Отдельный 31-й пехотный - Виталий Абанов
Шрифт:
Интервал:
Закладка:
— Я все равно собирался ей обо всем рассказать — отвечаю я: — пока времени не было, ты же видела, как оно все…
— Ни в коем случае! Продолжай прикидываться. Нельзя дать ей понять, что ты — другой! Ты что, не понял? У нее чувства только к определенному человеку, к тому, кто с ней детство вместе провел! Как только ты скажешь, что ты — не этот человек — сразу все кончится. Тут же. На месте. Просто не торопись. Много не говори. Узнавай больше про то, как вы время вместе проводили, Пахома расспроси, он, наверное, знает. Слуг в особняке. И тогда есть шанс, что она никогда не узнает…
— Ира, — обращаюсь я к ней: — слушай, я очень не хотел оставлять тебя там, в овраге за озером, но это не значит, что ты тут мне распоряжения давать можешь. Это моя кузина и это мои с ней отношения.
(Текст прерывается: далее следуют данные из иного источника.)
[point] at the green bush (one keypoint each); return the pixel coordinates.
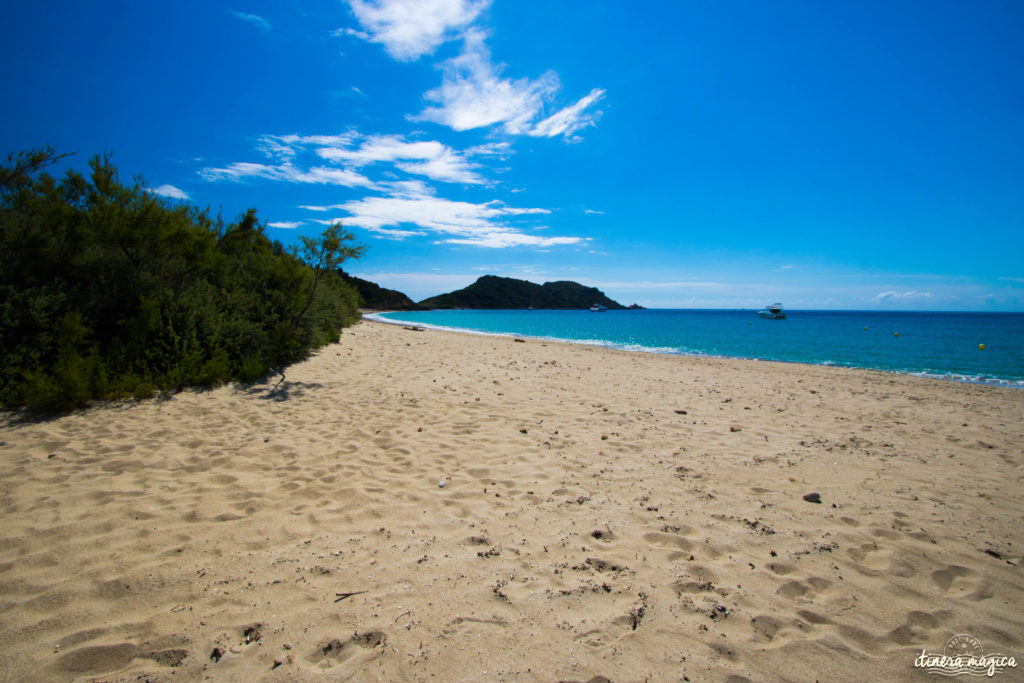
(109, 291)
Не лезь туда, куда не просят. Если я захочу твоего совета — спрошу обязательно.
— Но…
— Тебе еще перед своими отвечать в СИБ, так что не утомляйся раньше времени. — закончив разговор я проследовал к лестнице вниз, размахивая кожаным саквояжем.
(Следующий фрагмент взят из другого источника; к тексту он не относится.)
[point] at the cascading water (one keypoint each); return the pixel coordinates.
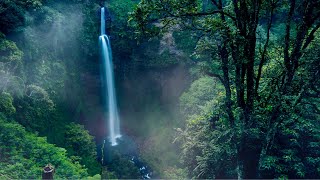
(109, 91)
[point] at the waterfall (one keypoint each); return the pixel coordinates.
(111, 108)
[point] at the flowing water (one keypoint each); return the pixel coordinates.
(111, 108)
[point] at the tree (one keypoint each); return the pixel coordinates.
(257, 103)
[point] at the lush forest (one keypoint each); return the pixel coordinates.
(206, 89)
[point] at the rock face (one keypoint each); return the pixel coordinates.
(48, 172)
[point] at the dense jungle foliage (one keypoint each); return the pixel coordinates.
(207, 88)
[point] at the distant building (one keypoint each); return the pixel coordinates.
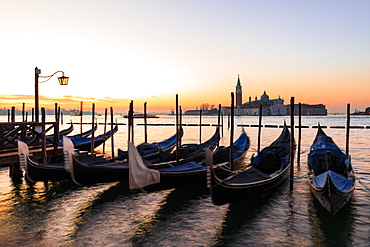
(270, 107)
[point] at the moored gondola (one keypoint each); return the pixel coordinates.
(268, 170)
(152, 151)
(333, 180)
(100, 170)
(195, 173)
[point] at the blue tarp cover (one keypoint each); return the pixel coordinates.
(190, 166)
(340, 182)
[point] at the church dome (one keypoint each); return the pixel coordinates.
(265, 96)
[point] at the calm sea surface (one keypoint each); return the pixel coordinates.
(62, 214)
Обед в особняке у княжны Ай Гуль прошел выше всяких похвал, она много смеялась и шутила, рассказывала про общих знакомых и последние новости столицы. Стол тоже был накрыт царский, повар у княжны расстарался. Впрочем, Маша была слишком поражена бумагой о высочайшей амнистии и как только выдалась минутка — откланялась с этой бумагой в руке, не иначе пошла Валюше показать. Остальные мои оказывается уже пообедали. Сперва я не понял… а потом дошло. В особняке княжны равными по статусу посчитали только полковника Мещерскую, как моего непосредственного начальника, остальные же были приняты только как мои домашние. Слуги ли, наложницы ли — неважно. За одним столом с княжной им не сидеть. Кто такие сестры из рода Цин на фоне Ледяной Княжны? И это я про остальных не говорю. Решил с этим разобраться попозже, пока не до слома сословных барьеров и социальных стереотипов.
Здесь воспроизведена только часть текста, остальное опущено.